BEIJING (Reuters) - One of China’s most prominent rights activists will appeal against a four-year prison sentence that prompted international criticism, his lawyer said on Tuesday, because he believes his conviction could set a bad precedent for others on trial.
A court sentenced Xu Zhiyong on Sunday after he campaigned for the rights of children from rural areas to be educated in cities and for officials to disclose their assets. The United States, the European Union and rights groups have condemned the sentence.
The government has waged a 10-month drive against Xu’s “New Citizens’ Movement”, which advocates working within the system to press for change.
One of the group’s main demands has been for officials to disclose their assets.
While President Xi Jinping has made battling corruption a priority, authorities have shown no sign of agreeing to demands for all officials to disclose assets and at least 20 activists pressing for disclosures have been detained.
Xu has also campaigned for the right of children from rural areas to be educated in cities, where many live with their migrant-worker parents.
Xu’s lawyer, Zhang Qingfang, said Xu was concerned about six other activists on trial this week, one of whom will be sentenced on Wednesday.
“If we don’t appeal, the verdict in these cases will not be changed, they’ll be predetermined,” Zhang told Reuters by telephone. “So we have to fight for a space for them, we have to fight for a chance.”
Zhang said although both he and Xu did not think they would win a lighter sentence with the appeal, they planned to use the opportunity to lay out their points of view about the case.
Zhang said he would file an appeal for Xu within 10 days.
Xu’s trial was China’s highest-profile proceeding against a dissident since 2009, when Nobel Laureate Liu Xiaobo was tried for subversion after helping organise the “Charter 08” petition urging the end of one-party rule.
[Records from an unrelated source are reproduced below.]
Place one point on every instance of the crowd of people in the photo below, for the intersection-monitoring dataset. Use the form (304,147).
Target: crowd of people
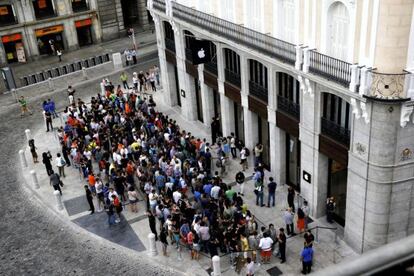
(125,149)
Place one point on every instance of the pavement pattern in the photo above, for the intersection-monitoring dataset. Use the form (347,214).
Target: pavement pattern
(34,240)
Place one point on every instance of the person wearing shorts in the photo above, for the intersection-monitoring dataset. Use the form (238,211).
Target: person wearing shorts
(265,245)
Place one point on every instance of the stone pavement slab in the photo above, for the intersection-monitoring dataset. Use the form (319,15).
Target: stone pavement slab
(122,233)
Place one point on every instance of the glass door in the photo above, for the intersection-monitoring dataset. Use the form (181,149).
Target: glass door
(293,161)
(337,185)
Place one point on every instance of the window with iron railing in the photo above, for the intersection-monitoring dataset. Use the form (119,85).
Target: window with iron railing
(288,98)
(80,5)
(212,65)
(7,15)
(169,36)
(232,67)
(336,118)
(43,9)
(189,38)
(258,83)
He was jailed for 11 years.
Zhang said that on Monday, he read Xu a letter from his wife, Cui Zheng, describing their first child, born about two weeks ago.
“When he was listening, he was very sad. He cried,” Zhang said. “After all, he hasn’t seen his child after her birth and the family’s responsibility now falls on Cui Zheng herself.”
Xu taught law at a Beijing university and ran in a local election. He became prominent over a drive to abolish “custody and repatriation” powers, a form of arbitrary detention used by local governments to sweep homeless people off the streets.
The government scrapped the system in 2003.